What will Apple do with Passif? Part 2


I first asked that question in

August 2013, shortly after chatter around Apple’s acquisition of Passif surfaced.  I mainly thought about the, at that time, mythical iWatch.  I also started thinking about the technology that was outlined in Passif-related patent documents.  The thread appeared to go quiet until Apple’s September 7th Event.

Since the introduction of the AirPods at last week’s Apple Event there has been plenty of discussion around the capabilities of these wireless ear buds and the technology of the W1 chip.  One article on the Apple gossip blog 9to5 Mac discussed the various Bluetooth protocols and limitations.  An article in EETimes discussed the possible role of NXP’s near field magnetic induction (NFMI) technology.  At the time of writing, comments to the EETimes article, including those by the author, are leaning away from NXP’s technology and leaning towards some implementation of Bluetooth.

I think it is safe to conclude that the W1chip is an Apple designed chip.  At time stamp 91:25 of the Apple Event, Phil Schiller referred to the W1 as “Apple’s first wireless chip”.  The AirPod page on Apple’s website does use softer language, referring to it as the “custom designed W1 chip”.  I think the W1 silicon will support an in-house effort.  In both the Apple Event and their website there is emphasis placed on the battery life and audio quality.  From this one would anticipate low power consumption is central to the W1’s technology.

So where does Passif enter the picture?

It is time to throw my hypothesis on the table.  I would not be surprised if the W1 implements technology that was acquired from Passif in 2013.  There are a few patent documents from my 2013 article that always looked interesting.

US 8,768,252 : Un-tethered Wireless Audio System

In 2013 the ‘252 patent had not issued, but we could see the published application.  The representative Figure on the face page is very similar to the discussion we are having today i.e. the transmission of a wireless audio signal from a source to one or two speakers.  This Figure is reproduced below.  As outlined in the Background (col. 1, ln. 41-58) “standard protocols, such as Bluetooth or Wi-Fi or the like, …were not designed to reliably carry stereo audio traffic to left and right speakers”.  That sure reminds one of Phil’s comments and some of the subsequent articles.  The Detailed Description goes on to present architectures for wirelessly transmitting between an audio source and two speakers.

252-rep-figure

US 8,056,208 : Passive Wireless Radio

I spoke about the ’208 patent in 2013.  The Background of the ‘208 patent discusses the pros and cons of active and passive components in a wireless receiver.  It is indicated that active components lead to high power requirements when high performance is desired.  At the end of the Background it is said “… a receiver system that meets performance specifications … using low power passive circuitry, rather than current consuming active components, is desired.”  The Description then details embodiments that incorporate passive components.  Again, the objectives are similar to those espoused for the W1chip.
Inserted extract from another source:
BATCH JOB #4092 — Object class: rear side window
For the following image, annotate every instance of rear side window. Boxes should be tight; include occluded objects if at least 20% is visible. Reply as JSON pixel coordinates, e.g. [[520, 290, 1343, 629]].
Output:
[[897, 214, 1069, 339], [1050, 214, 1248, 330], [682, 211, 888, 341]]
Obviously at this point I do not know of the specifics of the technology outlined in the ‘252 or ‘208 patent are being implemented in the W1 chip.  It does though appear that concepts around the technology used in the Air Pods was being thought about and developed by Passif years ago.  There are though still some open questions floating around. Is a standard wireless protocol used?  Is there a W1 chip in the iPhone 7.

Towards the end of the AirPod segment of the Apple Event it was indicated that new wireless Beats headphones are using the W1 chip.  This supports reports that the AirPods can be used with other audio devices or phones.  This ability in turn suggests a standard communications protocol, likely Bluetooth, is used between the audio device and the AirPods.  It also suggests there is no W1 in the iPhone 7.  That said a tear down of the iPhone 7 will let us know if the “magical experience” of the AirPods requires a W1 in the “audio device”.

In the end it will be interesting to see the silicon.  As pointed out in the comments of the earlier EETimes article it will also be of interest to get a scope on the W1 and see exactly what it is doing.  Both of these will go a ways towards an understanding of the W1 and Apple’s venture in wireless chips.  The W1 is likely just the beginning.